“Anything great in this world has come from neurotics” – Marcel Proust
Franz Xaver Messerschmidt made his Character Heads in the 1700s. The artist, so the story goes, suffered from hallucinations and paranoia. To create his sculptures, Messerschmidt would look in the mirror, pinch his body, grimace and gurn. These busts, reminiscent of hyperreal 4D ultrasounds and death masks, would protect him from evil spirits who tortured him.
In all he made 69 heads. He sold none.
Messerschmidt grew up in the household of his Munich based Uncle, Johann Straub, who was also a sculptor and who became the young Messerschmidt’s first master and artistic mentor. In 1755 he graduated from the Academy of Fine Arts in Vienna and like any young artist of the time sought out patronage from the high and mighty of his times. He worked at the imperial arms collection and created representations of the then imperial couple as well as religious works.
At 18 he was at the Academy of Fine Arts in Vienna, where he caught the eye of its director, Martin van Meytens, who was also official painter to the Habsburg court. Thanks to van Meytens’s advocacy, the brilliant young sculptor soon had commissions for imperial portraits, including two of the Empress Maria Theresa.
Wanting further experience, he traveled to Rome to immerse himself in antiquities, paying particular attention to Roman Republican portraiture. After this, like most enterprising Enlightenment artists, he shifted his style from a Baroque-Rococo mélange to Neo-Classicism…

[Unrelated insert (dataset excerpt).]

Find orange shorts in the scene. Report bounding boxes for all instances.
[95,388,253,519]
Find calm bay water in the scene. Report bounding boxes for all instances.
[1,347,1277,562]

Messerschmidt was hired to teach at the academy, with the understanding that he would inherit the position of professor of sculpture once a senior colleague had retired. A bright future seemed assured.
Then everything went awry, as damaging rumors circulated that he was mentally unbalanced… Commissions dried up. When the academy professorship became available, it went to someone else. In anger he rejected the compensatory offering of a pension and left Vienna for good.
After some wandering he ended up not far from Vienna in 1777 in the city now called Bratislava, where he crashed with a younger brother, then found a home and studio of his own. In Vienna he had already begun producing his slightly larger-than-life and entirely self-commissioned “character heads.”